= KGTV Tower =

Californian television tower

KGTV Tower is an 80.5 m self-support Dresser-Ideco television tower in the La Jolla area of San Diego, California, United States.

==History==

KGTV Tower (originally KFSD-TV tower, later KOGO-TV) was built in 1953, by then owner Thomas Sharp (founder of Sharp Healthcare).
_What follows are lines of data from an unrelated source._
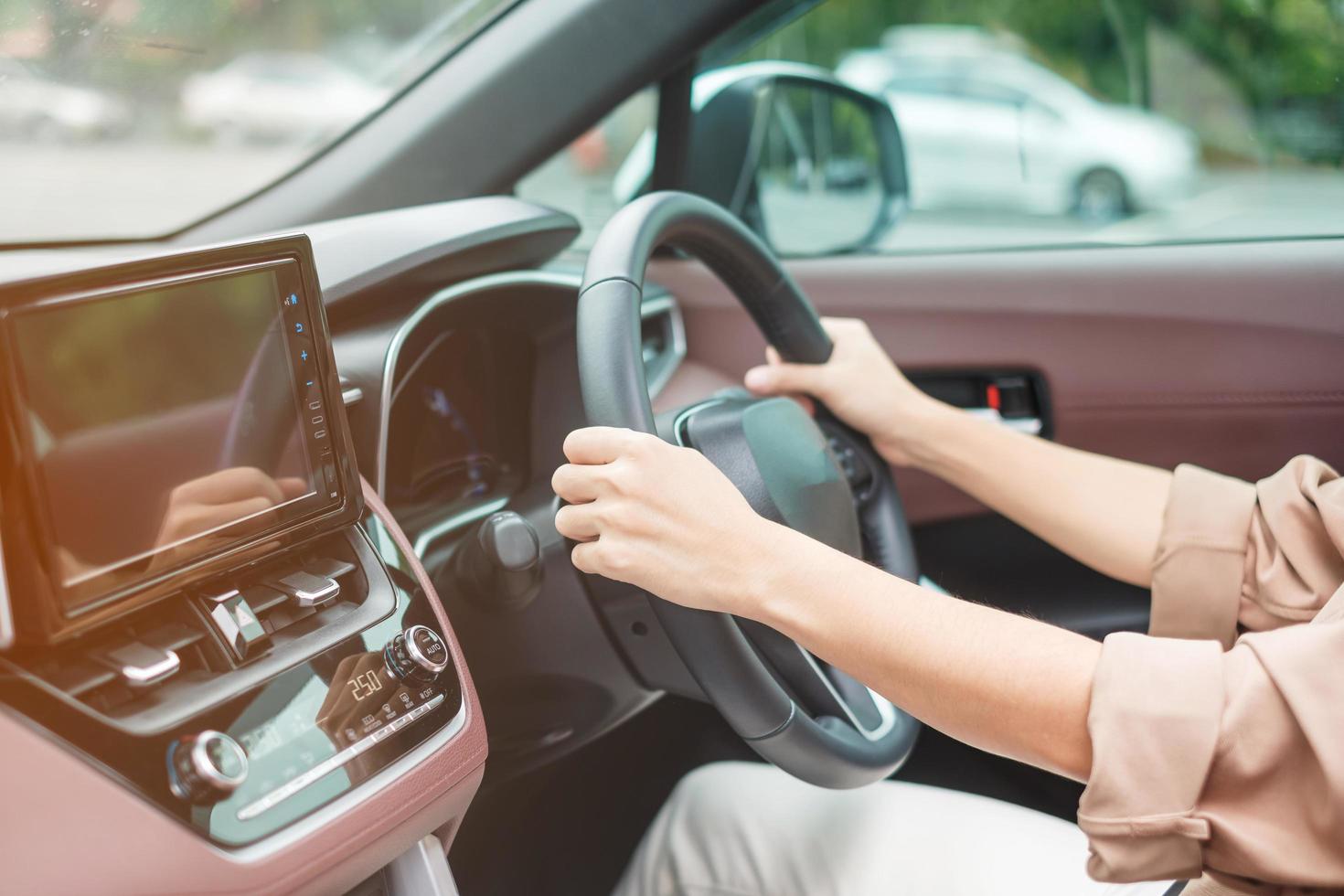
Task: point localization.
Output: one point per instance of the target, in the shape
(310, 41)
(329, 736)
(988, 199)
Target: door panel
(1230, 357)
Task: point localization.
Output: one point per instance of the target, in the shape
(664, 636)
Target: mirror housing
(815, 166)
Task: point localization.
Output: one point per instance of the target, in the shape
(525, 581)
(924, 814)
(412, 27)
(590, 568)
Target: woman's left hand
(663, 518)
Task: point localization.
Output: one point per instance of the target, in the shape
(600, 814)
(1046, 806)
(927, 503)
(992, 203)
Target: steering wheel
(814, 475)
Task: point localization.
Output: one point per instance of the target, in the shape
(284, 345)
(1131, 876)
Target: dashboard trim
(433, 534)
(5, 613)
(666, 304)
(411, 324)
(660, 304)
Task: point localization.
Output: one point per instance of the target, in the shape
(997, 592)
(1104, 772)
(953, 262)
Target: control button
(417, 655)
(308, 590)
(237, 623)
(304, 352)
(139, 666)
(206, 767)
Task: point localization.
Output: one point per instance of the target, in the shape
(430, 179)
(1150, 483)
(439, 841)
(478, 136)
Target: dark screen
(165, 423)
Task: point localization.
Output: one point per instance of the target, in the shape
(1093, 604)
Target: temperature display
(366, 684)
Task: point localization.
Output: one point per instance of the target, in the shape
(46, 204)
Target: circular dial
(417, 655)
(206, 767)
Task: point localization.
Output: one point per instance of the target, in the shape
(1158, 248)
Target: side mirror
(811, 164)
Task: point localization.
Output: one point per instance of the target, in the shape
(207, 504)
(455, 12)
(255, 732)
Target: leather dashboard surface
(68, 827)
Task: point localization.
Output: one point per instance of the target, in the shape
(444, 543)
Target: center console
(195, 600)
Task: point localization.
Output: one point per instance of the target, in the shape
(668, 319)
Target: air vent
(661, 340)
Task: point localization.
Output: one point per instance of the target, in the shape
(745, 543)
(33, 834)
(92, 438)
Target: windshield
(133, 119)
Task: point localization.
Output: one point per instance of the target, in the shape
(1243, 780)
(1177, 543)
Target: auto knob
(499, 566)
(206, 767)
(417, 655)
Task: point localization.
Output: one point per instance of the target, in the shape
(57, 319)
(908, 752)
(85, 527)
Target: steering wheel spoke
(815, 475)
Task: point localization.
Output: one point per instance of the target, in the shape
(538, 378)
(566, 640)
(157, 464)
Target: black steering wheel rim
(826, 752)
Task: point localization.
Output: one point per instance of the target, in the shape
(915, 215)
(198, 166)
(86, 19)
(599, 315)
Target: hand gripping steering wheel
(816, 475)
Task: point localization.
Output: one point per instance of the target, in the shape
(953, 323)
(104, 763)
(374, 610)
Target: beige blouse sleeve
(1229, 761)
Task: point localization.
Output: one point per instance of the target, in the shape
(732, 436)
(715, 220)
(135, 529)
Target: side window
(1093, 121)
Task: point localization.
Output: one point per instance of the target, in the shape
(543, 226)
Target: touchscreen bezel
(27, 536)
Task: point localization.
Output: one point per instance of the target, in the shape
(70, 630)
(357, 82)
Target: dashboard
(457, 423)
(332, 677)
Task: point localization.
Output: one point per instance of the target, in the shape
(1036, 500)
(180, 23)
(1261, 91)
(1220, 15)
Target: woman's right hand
(860, 386)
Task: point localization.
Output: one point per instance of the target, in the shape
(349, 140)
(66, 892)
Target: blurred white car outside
(279, 97)
(987, 126)
(40, 109)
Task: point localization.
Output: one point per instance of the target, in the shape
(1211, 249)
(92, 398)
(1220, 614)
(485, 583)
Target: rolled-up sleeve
(1258, 557)
(1220, 752)
(1229, 762)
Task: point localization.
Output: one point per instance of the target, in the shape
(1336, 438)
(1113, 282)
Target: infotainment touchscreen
(169, 420)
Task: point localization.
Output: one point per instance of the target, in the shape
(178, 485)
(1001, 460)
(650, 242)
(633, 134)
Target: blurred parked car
(35, 106)
(984, 125)
(279, 97)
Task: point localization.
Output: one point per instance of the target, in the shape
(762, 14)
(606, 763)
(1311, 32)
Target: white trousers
(746, 829)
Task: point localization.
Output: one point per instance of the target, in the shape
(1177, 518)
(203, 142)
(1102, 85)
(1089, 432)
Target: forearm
(998, 681)
(1101, 511)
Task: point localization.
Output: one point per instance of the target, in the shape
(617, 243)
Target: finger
(781, 379)
(228, 486)
(597, 443)
(190, 520)
(575, 484)
(578, 521)
(292, 486)
(585, 558)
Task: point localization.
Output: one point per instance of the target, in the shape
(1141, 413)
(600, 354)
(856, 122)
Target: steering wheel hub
(805, 716)
(775, 454)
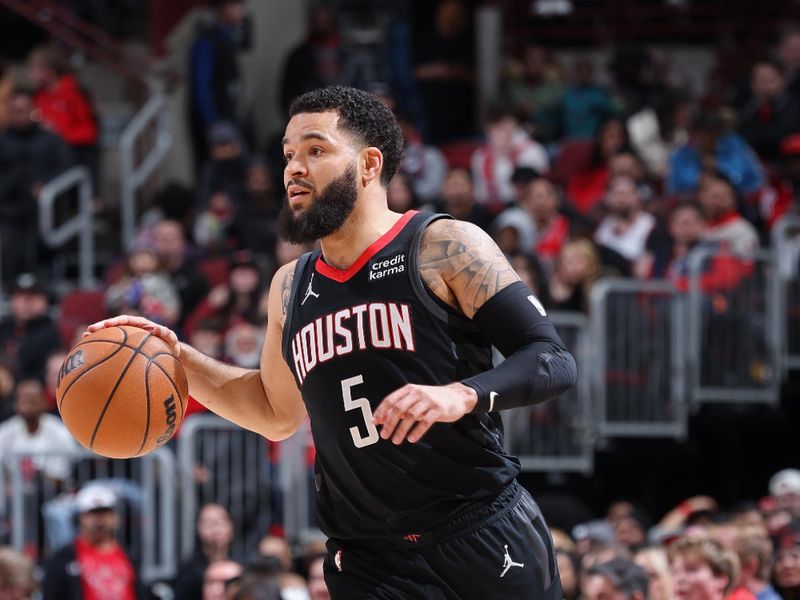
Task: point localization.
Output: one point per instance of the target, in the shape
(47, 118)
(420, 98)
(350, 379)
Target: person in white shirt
(627, 225)
(507, 147)
(32, 430)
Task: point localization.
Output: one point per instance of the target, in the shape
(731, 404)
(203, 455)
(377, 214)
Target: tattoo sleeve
(462, 265)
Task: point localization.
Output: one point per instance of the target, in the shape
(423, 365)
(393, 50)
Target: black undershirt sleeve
(538, 367)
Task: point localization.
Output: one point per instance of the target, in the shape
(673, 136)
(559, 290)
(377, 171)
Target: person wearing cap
(28, 335)
(616, 579)
(94, 566)
(784, 486)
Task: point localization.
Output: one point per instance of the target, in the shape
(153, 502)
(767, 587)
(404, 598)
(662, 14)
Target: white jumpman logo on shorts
(508, 563)
(309, 291)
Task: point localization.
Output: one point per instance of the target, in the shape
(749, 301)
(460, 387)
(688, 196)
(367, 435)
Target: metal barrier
(222, 463)
(735, 332)
(41, 513)
(80, 226)
(638, 380)
(557, 435)
(786, 245)
(133, 177)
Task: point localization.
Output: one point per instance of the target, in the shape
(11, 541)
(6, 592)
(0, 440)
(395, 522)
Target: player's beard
(327, 211)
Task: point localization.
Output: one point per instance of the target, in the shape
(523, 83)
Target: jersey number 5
(350, 403)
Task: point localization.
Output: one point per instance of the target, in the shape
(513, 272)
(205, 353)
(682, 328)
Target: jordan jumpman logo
(309, 291)
(508, 563)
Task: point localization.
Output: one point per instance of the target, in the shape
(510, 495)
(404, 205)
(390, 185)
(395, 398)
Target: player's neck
(367, 223)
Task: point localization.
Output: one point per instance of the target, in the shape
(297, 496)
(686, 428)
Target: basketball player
(384, 337)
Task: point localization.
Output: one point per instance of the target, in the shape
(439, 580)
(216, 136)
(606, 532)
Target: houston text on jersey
(377, 325)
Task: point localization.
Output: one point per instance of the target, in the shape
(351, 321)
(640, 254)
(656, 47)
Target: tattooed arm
(462, 265)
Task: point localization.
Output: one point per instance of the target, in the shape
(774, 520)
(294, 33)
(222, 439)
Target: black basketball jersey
(353, 336)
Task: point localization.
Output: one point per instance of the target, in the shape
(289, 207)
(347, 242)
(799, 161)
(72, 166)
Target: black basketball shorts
(502, 550)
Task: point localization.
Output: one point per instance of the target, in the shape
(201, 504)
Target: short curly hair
(362, 115)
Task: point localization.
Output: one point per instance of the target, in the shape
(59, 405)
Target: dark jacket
(62, 578)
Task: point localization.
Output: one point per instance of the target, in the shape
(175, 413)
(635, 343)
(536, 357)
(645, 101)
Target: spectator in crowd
(28, 334)
(585, 105)
(755, 557)
(32, 430)
(215, 85)
(718, 198)
(243, 344)
(226, 169)
(169, 241)
(667, 251)
(507, 148)
(444, 69)
(144, 289)
(317, 588)
(771, 114)
(458, 199)
(30, 156)
(653, 559)
(784, 486)
(540, 200)
(786, 572)
(64, 107)
(702, 569)
(712, 145)
(256, 218)
(214, 537)
(533, 89)
(7, 384)
(214, 226)
(586, 188)
(576, 269)
(423, 165)
(616, 579)
(627, 226)
(400, 196)
(317, 61)
(568, 570)
(237, 300)
(95, 565)
(17, 581)
(6, 90)
(789, 57)
(217, 579)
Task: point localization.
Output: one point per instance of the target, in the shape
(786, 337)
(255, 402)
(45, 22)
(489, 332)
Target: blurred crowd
(578, 170)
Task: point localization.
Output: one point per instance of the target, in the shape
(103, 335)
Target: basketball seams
(152, 361)
(137, 352)
(147, 400)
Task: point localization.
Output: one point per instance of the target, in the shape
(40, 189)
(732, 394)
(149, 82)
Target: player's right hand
(165, 333)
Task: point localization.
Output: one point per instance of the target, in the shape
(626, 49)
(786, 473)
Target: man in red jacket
(63, 105)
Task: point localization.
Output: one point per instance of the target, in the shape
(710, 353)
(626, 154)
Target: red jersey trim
(340, 275)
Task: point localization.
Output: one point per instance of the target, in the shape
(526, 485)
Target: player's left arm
(463, 266)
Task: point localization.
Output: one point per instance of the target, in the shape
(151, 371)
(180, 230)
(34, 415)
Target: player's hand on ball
(165, 333)
(409, 412)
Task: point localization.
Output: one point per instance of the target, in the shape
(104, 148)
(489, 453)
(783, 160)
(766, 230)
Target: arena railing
(558, 436)
(786, 245)
(154, 114)
(734, 327)
(224, 464)
(80, 225)
(40, 506)
(638, 378)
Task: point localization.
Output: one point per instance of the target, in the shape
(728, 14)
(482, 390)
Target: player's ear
(371, 164)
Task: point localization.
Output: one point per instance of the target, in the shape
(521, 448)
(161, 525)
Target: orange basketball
(121, 392)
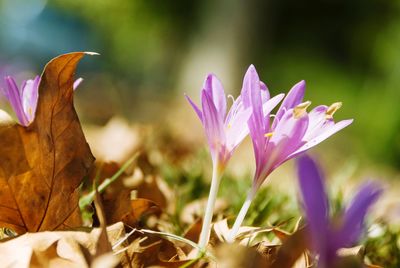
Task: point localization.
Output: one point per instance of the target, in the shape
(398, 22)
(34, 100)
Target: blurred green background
(153, 51)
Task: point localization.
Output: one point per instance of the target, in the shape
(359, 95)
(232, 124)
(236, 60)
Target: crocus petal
(30, 94)
(237, 130)
(252, 97)
(14, 97)
(290, 132)
(353, 219)
(212, 125)
(195, 108)
(269, 105)
(323, 136)
(216, 91)
(293, 98)
(77, 83)
(264, 92)
(315, 200)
The main tower is also identical (although shorter) to former sister station KFSD/KOGO AM 600's twin 416 foot Dresser-Ideco towers.

==Radio Stations on KGTV Tower==

The main tower is also home of the ERI combined FM antenna containing KMYI, KYXY, KSON and KIOZ.

Also at the site is a custom-built H-shaped tower used for microwave, and also serves as the main tower for KSSX.

- KMYI (formerly KFSD-FM/KOGO-FM) moved to the KGTV site in 1974 from the Emerald Hills KOGO 600 facility.
- KSSX moved to the KGTV site from the lower Soledad site of UCSD in 2007.
- KYXY moved to the KGTV site in 2007 from the KFMB Channel 8 tower site.
- KSON (originally KSDO-FM) was licensed to the site in the early 1960s.
- KIOZ moved to the KGTV site in 1999 from the KFMB Channel 8 tower site.

KGTV and the Mount Soledad transmitter site are presently owned by Scripps Broadcasting.